En réalité, ce que l’opinion courante, libertaire, et la République laïque entendent par « droit au blasphème » est une extension sans limites de la liberté d’expression aux choses religieuses quand bien même celles-ci seraient tenues pour sacrées par certains. Nos sociétés, logiquement, en définitive, ne voient pas pourquoi les choses sacrées devraient bénéficier de respect. Ce respect n’est évidemment pas une émanation de la vertu de foi ou de la vertu de religion mais une simple règle du fameux « vivre ensemble », et l’un des vecteurs d’édification du bien commun.
Plus encore, la seule chose qui puisse faire s’émouvoir sont les appels à la haine, haine dont le blasphème seraient a priori exempt. Pourtant, il y a bien souvent dans ces « blasphèmes », que ce soit par paroles ou autres formes d’expression, beaucoup de haine tacite ou explicite. Si donc les blasphémateurs modernes ne pèchent pas contre la foi, qu’ils n’ont pas, s’ils pèchent peut-être contre la vertu de religion sous la modalité de l’insulte publique, ils pèchent certainement contre la charité, de notre point de vue, et mettent à mal leur sacro-sainte « philanthropie ».

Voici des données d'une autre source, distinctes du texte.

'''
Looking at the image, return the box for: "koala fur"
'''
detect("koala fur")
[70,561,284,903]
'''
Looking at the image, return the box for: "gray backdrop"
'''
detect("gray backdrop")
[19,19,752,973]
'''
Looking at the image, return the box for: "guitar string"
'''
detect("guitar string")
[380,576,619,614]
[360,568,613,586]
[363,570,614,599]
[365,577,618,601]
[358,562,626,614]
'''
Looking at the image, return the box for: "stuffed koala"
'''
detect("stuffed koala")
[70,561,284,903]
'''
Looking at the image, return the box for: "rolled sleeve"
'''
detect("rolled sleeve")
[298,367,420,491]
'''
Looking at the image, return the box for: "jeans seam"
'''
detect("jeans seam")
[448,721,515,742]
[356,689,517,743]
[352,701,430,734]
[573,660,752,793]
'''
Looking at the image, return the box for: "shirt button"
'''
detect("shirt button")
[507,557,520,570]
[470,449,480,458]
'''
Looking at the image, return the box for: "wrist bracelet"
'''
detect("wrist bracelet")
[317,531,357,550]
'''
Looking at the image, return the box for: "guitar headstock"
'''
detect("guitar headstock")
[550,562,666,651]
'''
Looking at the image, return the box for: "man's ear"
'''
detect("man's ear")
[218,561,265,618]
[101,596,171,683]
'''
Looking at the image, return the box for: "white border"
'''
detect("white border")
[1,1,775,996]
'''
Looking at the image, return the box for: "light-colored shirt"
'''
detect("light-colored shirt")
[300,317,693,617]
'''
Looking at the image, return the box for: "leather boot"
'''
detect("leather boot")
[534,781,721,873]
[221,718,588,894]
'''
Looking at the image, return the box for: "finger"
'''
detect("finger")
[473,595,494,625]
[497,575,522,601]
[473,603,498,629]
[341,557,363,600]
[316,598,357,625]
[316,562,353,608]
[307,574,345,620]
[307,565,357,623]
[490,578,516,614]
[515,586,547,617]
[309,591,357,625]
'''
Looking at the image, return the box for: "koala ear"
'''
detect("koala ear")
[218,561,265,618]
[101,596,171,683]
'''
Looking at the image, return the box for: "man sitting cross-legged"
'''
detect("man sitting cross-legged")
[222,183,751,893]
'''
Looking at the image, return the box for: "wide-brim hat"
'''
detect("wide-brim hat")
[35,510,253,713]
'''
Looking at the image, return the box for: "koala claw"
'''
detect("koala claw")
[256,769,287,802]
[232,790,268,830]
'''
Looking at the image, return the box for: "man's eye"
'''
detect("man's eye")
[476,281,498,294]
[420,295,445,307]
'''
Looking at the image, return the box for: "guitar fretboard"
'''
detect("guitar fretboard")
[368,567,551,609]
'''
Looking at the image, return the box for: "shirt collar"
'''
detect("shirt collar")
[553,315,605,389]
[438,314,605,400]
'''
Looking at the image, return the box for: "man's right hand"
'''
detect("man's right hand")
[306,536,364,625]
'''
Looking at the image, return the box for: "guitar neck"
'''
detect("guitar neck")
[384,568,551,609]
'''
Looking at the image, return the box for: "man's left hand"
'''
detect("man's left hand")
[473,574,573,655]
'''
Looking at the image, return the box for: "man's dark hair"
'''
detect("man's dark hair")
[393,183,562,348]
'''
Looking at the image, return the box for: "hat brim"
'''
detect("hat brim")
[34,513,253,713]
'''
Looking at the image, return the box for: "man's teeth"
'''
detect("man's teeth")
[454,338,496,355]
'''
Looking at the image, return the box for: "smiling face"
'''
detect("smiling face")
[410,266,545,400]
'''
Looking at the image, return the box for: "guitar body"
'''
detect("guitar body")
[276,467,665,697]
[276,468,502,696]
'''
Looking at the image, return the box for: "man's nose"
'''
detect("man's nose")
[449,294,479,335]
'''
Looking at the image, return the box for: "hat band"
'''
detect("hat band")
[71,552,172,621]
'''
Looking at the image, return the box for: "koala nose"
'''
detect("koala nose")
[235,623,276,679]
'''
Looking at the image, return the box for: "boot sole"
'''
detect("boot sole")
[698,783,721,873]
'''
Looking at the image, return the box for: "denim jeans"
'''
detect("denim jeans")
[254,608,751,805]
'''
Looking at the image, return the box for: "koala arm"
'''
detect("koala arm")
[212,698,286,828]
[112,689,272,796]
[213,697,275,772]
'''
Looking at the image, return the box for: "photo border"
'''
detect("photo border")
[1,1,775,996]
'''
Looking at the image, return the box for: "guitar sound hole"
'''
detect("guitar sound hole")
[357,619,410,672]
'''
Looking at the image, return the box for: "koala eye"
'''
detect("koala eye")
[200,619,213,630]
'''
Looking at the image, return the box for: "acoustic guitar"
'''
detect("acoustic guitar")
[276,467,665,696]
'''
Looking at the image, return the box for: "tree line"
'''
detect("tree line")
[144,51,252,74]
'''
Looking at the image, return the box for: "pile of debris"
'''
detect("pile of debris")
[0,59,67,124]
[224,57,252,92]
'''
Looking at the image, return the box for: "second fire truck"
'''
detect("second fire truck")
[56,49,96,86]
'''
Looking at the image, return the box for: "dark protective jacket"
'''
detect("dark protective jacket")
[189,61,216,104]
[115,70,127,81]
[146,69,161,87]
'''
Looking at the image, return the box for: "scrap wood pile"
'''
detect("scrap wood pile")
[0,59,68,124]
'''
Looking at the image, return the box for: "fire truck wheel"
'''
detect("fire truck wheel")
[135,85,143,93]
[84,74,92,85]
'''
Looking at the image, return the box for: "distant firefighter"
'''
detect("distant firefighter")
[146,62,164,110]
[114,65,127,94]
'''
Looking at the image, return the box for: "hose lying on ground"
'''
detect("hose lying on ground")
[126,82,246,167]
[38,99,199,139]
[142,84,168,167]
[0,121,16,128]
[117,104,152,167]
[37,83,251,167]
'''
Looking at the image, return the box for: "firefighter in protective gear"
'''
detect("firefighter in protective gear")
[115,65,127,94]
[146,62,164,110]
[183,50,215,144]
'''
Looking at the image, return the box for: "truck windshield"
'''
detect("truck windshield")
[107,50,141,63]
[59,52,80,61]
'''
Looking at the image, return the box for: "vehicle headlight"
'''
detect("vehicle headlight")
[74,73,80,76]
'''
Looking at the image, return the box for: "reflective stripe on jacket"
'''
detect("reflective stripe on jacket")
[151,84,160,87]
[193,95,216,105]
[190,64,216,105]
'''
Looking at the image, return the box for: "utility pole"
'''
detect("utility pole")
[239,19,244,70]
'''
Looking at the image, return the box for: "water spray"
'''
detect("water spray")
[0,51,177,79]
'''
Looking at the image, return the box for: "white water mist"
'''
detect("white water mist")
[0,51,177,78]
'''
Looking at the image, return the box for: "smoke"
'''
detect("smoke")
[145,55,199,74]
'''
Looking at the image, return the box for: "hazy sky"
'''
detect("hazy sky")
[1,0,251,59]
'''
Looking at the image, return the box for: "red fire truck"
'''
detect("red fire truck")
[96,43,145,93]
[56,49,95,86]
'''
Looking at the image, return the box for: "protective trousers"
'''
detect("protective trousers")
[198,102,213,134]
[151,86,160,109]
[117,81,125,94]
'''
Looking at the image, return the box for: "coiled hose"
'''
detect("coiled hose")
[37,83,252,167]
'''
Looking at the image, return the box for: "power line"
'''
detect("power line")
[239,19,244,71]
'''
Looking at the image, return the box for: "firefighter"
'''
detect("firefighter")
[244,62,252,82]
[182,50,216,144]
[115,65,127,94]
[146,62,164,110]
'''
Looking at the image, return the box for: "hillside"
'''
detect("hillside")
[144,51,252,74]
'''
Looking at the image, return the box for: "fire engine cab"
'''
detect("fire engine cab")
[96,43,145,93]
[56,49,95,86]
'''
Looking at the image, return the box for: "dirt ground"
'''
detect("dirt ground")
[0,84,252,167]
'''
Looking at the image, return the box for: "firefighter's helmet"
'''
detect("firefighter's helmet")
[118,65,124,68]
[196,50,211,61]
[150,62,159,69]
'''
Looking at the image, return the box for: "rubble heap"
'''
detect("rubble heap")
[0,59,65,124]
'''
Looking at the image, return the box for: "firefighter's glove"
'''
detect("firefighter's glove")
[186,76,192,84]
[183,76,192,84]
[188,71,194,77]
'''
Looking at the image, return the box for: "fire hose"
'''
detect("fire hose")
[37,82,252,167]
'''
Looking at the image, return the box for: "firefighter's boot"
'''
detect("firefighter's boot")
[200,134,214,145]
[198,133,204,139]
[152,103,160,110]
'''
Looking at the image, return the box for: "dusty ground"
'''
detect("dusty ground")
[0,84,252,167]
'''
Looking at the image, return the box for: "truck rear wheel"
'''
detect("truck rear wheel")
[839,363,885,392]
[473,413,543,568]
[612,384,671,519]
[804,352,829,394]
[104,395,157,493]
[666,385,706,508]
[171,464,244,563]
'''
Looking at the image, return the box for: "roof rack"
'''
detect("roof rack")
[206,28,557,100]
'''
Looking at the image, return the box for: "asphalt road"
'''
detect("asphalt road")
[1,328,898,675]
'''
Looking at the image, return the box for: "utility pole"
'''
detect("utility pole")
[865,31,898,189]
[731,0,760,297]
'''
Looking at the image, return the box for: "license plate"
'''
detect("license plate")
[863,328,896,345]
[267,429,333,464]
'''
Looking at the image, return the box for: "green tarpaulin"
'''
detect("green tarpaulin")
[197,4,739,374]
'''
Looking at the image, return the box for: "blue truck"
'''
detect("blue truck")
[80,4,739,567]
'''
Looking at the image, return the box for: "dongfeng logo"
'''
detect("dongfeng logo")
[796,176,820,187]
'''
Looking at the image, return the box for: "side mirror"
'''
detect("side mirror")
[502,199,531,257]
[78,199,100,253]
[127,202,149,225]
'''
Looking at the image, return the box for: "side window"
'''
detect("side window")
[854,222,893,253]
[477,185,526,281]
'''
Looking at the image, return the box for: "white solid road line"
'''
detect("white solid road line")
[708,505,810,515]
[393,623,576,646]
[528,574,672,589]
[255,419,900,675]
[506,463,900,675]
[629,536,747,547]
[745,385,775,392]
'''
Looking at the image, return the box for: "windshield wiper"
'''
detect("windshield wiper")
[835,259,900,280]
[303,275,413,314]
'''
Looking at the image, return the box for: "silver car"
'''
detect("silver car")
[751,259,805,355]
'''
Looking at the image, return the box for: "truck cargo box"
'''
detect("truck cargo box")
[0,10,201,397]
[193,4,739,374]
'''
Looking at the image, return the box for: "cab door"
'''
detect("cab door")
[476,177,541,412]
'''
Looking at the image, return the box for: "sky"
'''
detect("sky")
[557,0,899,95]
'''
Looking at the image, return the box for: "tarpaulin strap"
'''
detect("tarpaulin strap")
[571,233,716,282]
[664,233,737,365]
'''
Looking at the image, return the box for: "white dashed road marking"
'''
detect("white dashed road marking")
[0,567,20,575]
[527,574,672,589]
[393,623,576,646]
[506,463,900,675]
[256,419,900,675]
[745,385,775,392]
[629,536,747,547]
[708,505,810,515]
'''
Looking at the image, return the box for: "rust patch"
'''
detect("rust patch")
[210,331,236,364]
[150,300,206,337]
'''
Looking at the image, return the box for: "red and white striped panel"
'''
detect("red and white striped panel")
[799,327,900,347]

Je disais qu’ils ne blasphémaient pas vraiment puisque le blasphème suppose la foi ; cela dit, seul Dieu sonde les « cœurs et les reins » et Lui seul sait si le cœur humain blasphème ou non à la mesure de la connaissance que ce dernier a de son Créateur. D’un point de vue chrétien, une offense faite à Dieu par un infidèle, au sens de celui qui n’a pas la foi, est toujours une offense faite à Dieu, et cela résonne toujours à nos oreilles comme un blasphème. Nous avons à prier et à compenser, en charité et foi, les insultes de ceux « qui n’adorent pas, ne croient pas, qui n’espèrent pas et qui n’aiment pas », et supplier qu’à l’heure ultime, ils s’ouvrent au Saint-Esprit Consolateur.